Sobrino del compositor y pianista Lamarque Pons, hermano del Boñato Forlán y tío de Diego, Raúl (también él manya) contribuyó a agitar las aguas de cierta hegemonía en el terreno cultural, a veces con acierto, a veces con hybris, siempre con frontalidad. Más allá de sus contribuciones en El Día (el de los 80 y el reabierto a principios de los 90) y en revistas under como Gas Subterráneo y La Oreja Cortada. Y más allá también de sus andanzas junto a Guillermo Baltar en el Cabaret Voltaire de 1986; uno de los aportes de Raúl al medio fue un catálogo de nuevos registros, nuevos marcos interpretativos y otras maneras de captar el rock, el cine, el arte y una atmósfera; un clima. Tradujo como nadie “esos raros peinados nuevos”, y también en más de un sentido fue un catalizador de estos. Mucho más que la moda pasajera, pasatista y pasota del posmodernismo, lo que le interesó a Raúl fue esa isla generacional que veía crecer en la segunda parte de los años 80, esa isla llamada “juventud”, a la que nunca concibió como estación intermedia entre dos etapas ni como trampolín a la adultez.

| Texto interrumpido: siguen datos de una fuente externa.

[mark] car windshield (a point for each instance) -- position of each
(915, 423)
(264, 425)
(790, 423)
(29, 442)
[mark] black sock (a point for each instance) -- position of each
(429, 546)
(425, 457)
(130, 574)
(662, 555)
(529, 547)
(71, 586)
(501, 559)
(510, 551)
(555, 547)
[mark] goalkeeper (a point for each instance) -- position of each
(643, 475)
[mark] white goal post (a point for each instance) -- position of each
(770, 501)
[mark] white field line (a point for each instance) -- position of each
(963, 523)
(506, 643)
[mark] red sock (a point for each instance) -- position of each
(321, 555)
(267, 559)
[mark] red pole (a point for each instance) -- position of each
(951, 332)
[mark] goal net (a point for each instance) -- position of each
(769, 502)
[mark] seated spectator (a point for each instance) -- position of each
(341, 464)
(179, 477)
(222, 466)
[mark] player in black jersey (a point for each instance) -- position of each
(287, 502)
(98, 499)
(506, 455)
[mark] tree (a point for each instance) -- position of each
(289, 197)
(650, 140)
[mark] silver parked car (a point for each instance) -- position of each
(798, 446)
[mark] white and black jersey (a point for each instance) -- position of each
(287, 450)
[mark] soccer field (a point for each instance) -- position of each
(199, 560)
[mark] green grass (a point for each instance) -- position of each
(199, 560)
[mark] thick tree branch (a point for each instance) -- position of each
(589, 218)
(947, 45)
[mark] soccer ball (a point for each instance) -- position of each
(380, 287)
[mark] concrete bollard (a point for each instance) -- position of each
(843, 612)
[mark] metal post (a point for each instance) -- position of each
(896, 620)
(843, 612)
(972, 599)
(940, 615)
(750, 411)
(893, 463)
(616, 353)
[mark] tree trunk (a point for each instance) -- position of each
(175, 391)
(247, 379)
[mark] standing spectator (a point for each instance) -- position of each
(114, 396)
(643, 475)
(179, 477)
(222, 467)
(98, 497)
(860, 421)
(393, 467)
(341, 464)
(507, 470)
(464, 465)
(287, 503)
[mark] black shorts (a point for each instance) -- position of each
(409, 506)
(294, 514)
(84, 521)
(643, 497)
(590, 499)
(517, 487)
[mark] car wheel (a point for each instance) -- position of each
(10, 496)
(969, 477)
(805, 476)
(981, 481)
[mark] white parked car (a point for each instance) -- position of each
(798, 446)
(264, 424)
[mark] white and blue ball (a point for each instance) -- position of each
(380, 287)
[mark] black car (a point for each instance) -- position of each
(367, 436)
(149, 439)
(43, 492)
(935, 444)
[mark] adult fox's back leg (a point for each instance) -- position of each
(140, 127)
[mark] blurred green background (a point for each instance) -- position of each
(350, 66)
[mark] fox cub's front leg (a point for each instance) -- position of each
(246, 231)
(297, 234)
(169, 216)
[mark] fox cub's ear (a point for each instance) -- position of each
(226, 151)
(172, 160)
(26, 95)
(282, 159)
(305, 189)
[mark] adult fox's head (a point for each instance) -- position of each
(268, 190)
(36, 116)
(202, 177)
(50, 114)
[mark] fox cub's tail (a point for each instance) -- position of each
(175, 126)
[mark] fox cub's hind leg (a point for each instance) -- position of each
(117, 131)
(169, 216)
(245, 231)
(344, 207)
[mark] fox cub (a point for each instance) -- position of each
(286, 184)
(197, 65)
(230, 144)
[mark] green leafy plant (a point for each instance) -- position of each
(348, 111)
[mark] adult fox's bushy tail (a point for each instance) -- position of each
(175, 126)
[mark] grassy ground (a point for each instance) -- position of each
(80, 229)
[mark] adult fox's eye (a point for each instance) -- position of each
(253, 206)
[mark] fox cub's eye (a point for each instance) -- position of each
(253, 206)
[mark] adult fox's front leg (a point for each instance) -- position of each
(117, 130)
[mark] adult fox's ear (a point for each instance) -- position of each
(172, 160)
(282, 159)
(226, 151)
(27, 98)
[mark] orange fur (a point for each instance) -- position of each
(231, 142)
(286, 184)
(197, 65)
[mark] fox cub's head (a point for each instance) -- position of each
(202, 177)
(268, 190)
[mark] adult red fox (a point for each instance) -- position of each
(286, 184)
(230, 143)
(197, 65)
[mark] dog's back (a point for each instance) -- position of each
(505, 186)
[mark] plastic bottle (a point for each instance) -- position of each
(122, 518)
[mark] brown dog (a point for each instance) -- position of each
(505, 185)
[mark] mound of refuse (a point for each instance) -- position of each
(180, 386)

La percibió –y la llevó– como una forma de andar, una actitud, una contraseña. Al igual que Juan Carlos Onetti, reivindicó una forma de espiritualidad que crece con fuerza a temprana edad y abominó ese estado de pacto con la rutina en que deviene el humano cuando la adultez le baja la cara, cuando lo hace mirar abajo, a sus intereses. La desmemoria propia de la adultez... la que borra las huellas dactilares que alguna vez tuvimos, no logró alcanzarlo. Aunque falleció a los 45 años mientras jugaba con su nieta, Raúl no se ha ido: deambula por los aires de las calles “algo que quiso decirnos o algo que dijo y que no debiéramos haber perdido”, para decirlo con JL Borges. Probablemente, para muchos que lo conocieron, dejó la “inminencia de una revelación que no se produce”.